As Trump has talked about implementing mass deportations, McCarthy said the National Immigrant Justice Center has been trying to think about how it will reach people detained in remote jails or in large-scale facilities outside of Illinois.
“All people have rights, regardless of their immigration status,” she said. “And we need to make sure those individuals in these remote jails have access to lawyers to ensure that these rights are upheld. So, that’s going to be really critical.”
Educating immigrant communities
The North Suburban Legal Aid Clinic, based in Highland Park, has also seen an increase in phone calls and in-person visits about potential mass deportations, said Lia Kim-Yi, the clinic’s director of immigration law.
“There’s a fine line between educating the population and creating fear, and we don’t want to create fear,” Kim-Yi said. “So we believe that education is empowering, so that’s why we’re doing so many ‘know your rights’ presentations.”
The clinic is creating a safety planning checklist to gather important documents for clients, she said. They are also helping undocumented parents learn how to establish short-term guardianship in case they are detained. Attorneys are also filing Freedom of Information Act requests for clients to verify their full immigration history.
“We’re just preparing my staff to know that we are going to be extra cautious with the filings we submit to immigration, make sure the clients are safe, they’re fully informed of their legal rights and any possible consequences that could happen if their cases are denied for whatever reason,” Kim-Yi said.
Those serving immigrants say they are using the next couple of weeks to file immigrant applications if the person is eligible for relief before changes are implemented. Kathleen Vannucci, a Chicago immigration attorney, said she recently filed two cases for people who were eligible for relief but who hadn’t sought to adjust their status because of how much it cost. In those cases, a donor covered the attorney and government fees to file the cases.
“It’s so emotional to see people that want to do something and feel like they’re helping their family friends,” she said. “It’s like, OK, we’re going to be able to do this.”
But for other clients, including some who have been in the country since the 1970s, there’s no avenue to adjust their immigration status, she said. Vannucci said she talks to clients about possible defenses if the person is ever picked up by immigration authorities.
For now, Vannucci said she is bracing herself for the emotional toll her work will take responding to the unexpected changes to immigration laws and policies.

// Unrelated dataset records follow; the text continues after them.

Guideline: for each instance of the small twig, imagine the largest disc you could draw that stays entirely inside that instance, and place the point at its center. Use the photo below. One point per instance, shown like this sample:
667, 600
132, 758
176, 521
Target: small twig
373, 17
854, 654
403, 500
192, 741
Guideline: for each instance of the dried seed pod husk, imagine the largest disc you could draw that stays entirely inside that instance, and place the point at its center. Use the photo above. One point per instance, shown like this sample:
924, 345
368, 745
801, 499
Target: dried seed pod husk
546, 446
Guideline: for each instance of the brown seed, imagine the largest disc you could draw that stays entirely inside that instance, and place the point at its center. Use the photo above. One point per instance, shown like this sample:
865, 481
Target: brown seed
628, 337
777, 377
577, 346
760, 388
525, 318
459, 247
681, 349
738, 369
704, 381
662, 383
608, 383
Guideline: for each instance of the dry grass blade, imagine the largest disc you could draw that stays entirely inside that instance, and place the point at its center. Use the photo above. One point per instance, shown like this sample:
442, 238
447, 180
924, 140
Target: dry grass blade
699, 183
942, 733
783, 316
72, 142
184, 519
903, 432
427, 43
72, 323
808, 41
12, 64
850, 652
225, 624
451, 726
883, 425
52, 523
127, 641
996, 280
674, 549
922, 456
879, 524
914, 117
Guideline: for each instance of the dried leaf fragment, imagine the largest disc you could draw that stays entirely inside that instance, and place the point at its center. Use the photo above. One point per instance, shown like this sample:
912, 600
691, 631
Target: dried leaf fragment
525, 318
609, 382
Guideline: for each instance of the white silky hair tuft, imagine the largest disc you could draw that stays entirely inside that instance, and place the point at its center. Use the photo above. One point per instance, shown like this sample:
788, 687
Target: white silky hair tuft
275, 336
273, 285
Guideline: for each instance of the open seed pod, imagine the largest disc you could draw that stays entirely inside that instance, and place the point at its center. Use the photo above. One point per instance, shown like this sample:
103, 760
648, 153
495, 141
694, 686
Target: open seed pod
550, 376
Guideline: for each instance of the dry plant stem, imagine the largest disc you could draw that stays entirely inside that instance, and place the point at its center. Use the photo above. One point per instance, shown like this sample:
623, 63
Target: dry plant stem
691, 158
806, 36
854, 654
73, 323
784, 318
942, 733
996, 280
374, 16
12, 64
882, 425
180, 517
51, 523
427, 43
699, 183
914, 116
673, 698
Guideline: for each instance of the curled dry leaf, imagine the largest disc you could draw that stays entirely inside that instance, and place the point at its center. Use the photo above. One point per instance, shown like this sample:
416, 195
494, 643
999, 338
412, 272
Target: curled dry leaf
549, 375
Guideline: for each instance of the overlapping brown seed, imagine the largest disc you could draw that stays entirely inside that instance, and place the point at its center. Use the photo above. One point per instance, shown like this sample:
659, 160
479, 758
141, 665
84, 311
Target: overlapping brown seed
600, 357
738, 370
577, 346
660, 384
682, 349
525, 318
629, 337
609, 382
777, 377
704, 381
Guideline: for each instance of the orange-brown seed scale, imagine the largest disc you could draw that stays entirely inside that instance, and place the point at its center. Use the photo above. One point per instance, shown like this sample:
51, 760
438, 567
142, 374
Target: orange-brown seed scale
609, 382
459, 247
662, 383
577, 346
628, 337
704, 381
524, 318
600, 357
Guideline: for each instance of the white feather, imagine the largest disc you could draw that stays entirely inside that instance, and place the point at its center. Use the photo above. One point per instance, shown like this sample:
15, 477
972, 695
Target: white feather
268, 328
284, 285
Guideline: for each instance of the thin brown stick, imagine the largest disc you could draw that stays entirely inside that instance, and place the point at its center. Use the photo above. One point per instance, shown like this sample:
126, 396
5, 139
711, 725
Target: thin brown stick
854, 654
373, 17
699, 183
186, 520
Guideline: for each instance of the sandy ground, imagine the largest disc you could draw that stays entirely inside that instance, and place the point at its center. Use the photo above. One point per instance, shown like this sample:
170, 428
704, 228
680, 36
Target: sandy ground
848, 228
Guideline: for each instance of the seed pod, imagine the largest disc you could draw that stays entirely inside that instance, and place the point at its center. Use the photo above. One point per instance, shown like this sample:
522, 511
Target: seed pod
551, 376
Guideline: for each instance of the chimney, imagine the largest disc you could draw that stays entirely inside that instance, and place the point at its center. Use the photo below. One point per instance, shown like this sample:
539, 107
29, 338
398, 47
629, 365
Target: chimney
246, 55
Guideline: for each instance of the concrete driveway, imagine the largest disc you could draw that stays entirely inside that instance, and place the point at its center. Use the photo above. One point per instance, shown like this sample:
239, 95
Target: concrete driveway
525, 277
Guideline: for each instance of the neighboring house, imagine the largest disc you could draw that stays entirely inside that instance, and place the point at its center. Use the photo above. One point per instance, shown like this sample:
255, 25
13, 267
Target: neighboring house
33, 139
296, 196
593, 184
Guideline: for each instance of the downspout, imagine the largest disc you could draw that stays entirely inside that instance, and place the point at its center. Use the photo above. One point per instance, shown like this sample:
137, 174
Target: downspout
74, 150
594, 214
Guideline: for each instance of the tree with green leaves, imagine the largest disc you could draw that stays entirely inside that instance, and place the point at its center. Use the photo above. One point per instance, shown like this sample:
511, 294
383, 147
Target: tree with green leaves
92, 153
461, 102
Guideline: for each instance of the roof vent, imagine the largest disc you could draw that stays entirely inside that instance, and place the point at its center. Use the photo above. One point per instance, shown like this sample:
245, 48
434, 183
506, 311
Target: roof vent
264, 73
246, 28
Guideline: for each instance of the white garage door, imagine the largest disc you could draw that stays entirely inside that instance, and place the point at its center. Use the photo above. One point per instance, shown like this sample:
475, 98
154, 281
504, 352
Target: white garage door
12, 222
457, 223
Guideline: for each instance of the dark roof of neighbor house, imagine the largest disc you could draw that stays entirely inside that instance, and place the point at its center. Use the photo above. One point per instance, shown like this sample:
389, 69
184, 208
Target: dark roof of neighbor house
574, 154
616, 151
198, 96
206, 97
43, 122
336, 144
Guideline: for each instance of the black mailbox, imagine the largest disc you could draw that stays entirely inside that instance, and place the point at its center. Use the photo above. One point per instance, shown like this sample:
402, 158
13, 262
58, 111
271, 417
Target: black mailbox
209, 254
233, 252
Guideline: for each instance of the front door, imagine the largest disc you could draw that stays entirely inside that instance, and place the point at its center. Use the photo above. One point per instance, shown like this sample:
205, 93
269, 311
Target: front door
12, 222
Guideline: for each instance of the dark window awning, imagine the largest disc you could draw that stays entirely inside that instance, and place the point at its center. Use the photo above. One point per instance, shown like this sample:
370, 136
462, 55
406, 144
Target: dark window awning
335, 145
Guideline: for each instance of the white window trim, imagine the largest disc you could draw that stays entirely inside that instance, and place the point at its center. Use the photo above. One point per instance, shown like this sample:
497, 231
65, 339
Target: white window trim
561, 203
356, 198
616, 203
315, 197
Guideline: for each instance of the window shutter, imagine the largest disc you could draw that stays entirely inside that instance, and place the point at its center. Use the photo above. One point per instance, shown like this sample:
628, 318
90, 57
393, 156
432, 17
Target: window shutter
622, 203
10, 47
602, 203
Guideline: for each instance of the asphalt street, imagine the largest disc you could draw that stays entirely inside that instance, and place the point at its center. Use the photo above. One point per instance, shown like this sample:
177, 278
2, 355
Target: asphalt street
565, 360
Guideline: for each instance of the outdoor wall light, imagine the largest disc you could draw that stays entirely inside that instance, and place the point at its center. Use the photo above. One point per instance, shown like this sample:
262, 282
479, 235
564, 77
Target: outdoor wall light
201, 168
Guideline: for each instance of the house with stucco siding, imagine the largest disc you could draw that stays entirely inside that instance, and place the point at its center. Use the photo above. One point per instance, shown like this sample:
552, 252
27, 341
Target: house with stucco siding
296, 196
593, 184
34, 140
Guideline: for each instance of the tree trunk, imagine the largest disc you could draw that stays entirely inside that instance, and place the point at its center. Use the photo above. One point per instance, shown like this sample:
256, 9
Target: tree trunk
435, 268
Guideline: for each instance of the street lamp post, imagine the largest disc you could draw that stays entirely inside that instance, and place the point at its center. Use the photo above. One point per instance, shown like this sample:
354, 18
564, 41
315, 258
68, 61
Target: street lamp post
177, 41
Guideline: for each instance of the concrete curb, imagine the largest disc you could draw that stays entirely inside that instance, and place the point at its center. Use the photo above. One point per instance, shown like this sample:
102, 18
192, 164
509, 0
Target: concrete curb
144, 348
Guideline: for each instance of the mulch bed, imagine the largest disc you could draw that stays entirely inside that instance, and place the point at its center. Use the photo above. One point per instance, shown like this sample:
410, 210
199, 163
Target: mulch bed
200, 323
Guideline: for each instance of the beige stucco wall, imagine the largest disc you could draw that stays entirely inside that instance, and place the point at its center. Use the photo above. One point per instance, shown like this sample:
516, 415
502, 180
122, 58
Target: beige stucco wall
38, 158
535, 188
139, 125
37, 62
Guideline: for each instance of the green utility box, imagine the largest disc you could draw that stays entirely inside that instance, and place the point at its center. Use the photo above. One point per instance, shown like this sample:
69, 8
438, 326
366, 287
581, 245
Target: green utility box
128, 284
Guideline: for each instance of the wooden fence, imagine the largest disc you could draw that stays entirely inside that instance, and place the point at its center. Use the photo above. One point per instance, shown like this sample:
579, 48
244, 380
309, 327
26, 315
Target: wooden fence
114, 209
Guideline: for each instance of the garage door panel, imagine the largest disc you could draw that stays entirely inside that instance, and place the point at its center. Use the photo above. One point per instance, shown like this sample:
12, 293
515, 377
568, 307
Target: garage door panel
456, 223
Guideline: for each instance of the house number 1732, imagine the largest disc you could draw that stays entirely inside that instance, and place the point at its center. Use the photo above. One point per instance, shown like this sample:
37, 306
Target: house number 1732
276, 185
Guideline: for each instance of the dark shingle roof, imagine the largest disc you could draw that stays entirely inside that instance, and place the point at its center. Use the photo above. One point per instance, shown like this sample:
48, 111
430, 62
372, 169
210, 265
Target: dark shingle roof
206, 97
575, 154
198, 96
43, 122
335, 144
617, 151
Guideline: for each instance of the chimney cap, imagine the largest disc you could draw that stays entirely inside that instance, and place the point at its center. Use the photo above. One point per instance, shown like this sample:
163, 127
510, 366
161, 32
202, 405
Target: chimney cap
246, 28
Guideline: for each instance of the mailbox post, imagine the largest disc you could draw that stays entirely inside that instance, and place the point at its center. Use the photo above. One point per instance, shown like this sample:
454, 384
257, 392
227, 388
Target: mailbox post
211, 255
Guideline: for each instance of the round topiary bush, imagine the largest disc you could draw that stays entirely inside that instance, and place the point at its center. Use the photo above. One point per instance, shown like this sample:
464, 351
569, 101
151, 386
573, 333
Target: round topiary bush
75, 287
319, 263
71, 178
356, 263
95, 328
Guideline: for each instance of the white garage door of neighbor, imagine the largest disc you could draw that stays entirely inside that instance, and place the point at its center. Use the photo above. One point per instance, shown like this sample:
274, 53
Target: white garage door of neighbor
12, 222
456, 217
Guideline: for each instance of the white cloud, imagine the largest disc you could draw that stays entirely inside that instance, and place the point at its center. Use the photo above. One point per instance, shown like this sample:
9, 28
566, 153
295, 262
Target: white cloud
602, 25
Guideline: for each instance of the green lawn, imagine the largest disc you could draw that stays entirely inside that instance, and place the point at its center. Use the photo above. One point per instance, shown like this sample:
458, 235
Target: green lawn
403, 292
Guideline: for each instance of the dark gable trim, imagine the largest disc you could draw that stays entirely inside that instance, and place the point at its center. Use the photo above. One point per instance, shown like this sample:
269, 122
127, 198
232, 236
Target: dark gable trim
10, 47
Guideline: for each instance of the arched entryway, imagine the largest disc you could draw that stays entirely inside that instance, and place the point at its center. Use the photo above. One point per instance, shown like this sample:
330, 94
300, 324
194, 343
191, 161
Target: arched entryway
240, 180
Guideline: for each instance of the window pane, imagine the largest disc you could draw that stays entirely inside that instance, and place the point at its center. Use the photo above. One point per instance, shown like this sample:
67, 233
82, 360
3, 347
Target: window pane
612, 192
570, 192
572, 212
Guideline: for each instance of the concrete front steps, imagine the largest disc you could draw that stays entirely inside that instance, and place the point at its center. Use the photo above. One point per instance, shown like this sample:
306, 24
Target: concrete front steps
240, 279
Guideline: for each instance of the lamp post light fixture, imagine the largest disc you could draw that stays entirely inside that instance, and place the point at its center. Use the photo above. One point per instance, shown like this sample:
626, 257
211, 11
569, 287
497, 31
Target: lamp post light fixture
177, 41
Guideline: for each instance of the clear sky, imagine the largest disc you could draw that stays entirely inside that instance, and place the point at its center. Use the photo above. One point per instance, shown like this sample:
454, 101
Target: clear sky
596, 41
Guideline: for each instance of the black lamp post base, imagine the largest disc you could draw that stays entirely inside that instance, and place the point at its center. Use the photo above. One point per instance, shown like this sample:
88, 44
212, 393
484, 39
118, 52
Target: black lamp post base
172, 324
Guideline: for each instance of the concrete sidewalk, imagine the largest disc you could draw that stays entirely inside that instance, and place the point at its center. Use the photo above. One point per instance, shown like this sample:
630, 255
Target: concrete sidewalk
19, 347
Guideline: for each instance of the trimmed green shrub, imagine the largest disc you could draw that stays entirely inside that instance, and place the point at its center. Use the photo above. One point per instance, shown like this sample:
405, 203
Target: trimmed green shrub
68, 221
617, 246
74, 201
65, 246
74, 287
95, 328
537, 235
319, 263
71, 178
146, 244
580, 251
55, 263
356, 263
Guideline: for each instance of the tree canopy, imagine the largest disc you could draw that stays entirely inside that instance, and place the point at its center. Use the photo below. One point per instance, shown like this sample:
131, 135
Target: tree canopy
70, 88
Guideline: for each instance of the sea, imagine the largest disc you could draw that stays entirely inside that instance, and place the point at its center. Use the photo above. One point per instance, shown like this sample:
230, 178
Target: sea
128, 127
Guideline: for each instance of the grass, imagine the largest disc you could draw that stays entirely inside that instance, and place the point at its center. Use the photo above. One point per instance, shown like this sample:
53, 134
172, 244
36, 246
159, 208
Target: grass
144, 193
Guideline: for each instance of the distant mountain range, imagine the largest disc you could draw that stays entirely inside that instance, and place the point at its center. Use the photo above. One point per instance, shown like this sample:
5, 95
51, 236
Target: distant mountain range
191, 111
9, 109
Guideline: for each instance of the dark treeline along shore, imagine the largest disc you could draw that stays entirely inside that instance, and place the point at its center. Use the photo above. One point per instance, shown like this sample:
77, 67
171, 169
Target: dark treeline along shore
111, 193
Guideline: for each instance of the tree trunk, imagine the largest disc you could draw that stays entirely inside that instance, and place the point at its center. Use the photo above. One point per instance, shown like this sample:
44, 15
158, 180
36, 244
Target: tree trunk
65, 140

“I was at the airport right after the Muslim ban announcement. And did I ever think that was going to happen and that they weren’t going to let permanent residents in at the airport?” Vannucci said. “Absolutely not. ... Expect the unexpected and be ready for the fight.”
Resources
Experts recommend reviewing an immigration case with a licensed attorney or accredited nonprofit to avoid falling for scams. The American Immigration Lawyers Association can be reached at 1-800-954-0254, and a list of organizations across the state can be found at ilaccesstojustice.com/get-help.
The Illinois Coalition for Immigrant and Refugee Rights operates an emergency support hot line, 1-855-435-7693
Family members can locate where a person is detained by federal immigration officials by searching at locator.ice.gov/odls/#/search.